Allow networkx<3 for Python 3.7 or newer#255
Conversation
This change brings in a conditional dependency for networkx, preventing 2.6 or later being installed for a Python 3.6 environment, but allowing v2.7 or 2.8 for newer versions. This should allow for non EOL versions of Python to install a version of networkx that doesn't have the CVE vulnerability.
|
|
|
Realistically this change shouldn't be needed and the version range softened as networkx introduced |
|
This would be a useful PR for myself as it addresses a Critical CVE in |
arm4b
left a comment
There was a problem hiding this comment.
Thanks for the PR, that's helpful.
It needs a changelog record and also green builds to merge it.
@Stealthii @jk464 @StackStorm/maintainers If anyone can help looking into CI failures, https://github.com/StackStorm/orquesta/actions/runs/5402181880/job/14626061246?pr=255#step:3:7 is the first flag.
|
All good.
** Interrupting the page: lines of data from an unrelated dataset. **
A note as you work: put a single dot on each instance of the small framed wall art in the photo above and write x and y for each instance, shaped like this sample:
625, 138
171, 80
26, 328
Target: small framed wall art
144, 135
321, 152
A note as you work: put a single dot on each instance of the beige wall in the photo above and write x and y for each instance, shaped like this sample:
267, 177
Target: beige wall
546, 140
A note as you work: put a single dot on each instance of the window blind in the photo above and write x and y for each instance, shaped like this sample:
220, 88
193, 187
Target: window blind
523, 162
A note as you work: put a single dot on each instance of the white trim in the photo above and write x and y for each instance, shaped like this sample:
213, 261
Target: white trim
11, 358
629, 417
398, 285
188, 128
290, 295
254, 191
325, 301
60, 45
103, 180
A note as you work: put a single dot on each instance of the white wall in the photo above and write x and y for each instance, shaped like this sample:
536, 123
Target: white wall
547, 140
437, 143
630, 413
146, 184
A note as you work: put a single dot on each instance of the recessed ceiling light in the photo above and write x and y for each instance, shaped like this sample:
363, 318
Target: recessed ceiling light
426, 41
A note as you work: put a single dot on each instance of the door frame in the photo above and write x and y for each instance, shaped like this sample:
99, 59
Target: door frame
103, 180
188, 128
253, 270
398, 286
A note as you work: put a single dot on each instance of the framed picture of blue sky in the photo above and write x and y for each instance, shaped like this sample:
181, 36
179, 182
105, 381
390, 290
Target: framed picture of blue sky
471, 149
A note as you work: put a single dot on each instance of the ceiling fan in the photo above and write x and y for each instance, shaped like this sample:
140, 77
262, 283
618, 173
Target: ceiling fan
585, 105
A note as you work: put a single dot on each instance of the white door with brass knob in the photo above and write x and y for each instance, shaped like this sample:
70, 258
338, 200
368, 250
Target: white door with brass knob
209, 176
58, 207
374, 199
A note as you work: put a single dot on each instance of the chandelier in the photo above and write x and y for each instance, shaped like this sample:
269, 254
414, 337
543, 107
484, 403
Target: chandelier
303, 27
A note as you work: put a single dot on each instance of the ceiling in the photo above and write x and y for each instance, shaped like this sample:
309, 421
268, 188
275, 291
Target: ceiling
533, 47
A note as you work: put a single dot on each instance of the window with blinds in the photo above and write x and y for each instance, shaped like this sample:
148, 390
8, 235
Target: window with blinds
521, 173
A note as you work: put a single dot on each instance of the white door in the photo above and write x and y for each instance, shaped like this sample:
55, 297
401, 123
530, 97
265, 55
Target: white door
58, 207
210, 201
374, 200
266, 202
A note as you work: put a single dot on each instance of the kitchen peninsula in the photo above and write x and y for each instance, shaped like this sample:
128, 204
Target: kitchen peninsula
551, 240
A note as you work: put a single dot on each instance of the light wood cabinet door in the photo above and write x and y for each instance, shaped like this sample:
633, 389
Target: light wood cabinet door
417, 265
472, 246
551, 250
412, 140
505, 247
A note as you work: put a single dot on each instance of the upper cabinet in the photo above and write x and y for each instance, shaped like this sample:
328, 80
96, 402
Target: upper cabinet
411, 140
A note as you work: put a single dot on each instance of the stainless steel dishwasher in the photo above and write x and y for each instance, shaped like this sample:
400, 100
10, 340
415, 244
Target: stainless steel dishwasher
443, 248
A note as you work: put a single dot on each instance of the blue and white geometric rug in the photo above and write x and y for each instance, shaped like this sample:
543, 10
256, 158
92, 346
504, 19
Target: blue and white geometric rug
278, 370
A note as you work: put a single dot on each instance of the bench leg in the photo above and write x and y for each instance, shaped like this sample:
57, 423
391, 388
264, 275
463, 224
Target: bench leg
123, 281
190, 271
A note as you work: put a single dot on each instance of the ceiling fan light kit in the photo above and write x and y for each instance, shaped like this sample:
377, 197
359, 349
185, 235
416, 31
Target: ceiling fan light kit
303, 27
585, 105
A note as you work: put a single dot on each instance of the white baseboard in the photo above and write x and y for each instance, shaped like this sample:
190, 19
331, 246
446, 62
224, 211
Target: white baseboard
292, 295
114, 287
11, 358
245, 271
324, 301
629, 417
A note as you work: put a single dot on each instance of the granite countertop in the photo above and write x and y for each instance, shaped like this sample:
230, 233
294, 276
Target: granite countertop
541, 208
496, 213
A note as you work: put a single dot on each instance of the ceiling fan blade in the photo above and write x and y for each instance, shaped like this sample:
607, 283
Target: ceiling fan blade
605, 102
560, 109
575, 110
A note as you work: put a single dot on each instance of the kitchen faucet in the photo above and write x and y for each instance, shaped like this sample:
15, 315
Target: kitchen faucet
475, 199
Still needs a changelog though to merge it. |
| # networkx v2.6 does not support Python3.6. Update networkx to match st2 | ||
| networkx>=2.5.1,<2.6 | ||
| networkx>=2.5.1,<2.6; python_version < '3.7' | ||
| networkx>=2.6,<3; python_version >= '3.7' |
There was a problem hiding this comment.
I updated it to a more strict >=2.6 as https://security.snyk.io/vuln/SNYK-PYTHON-NETWORKX-1062709 suggests
This change brings in a conditional dependency for networkx, preventing 2.6 or later being installed for a Python 3.6 environment, but allowing v2.6-2.8 for newer versions.
This should allow for non EOL versions of Python to install a version of networkx that doesn't have the CVE vulnerability (see networkx/networkx#4541).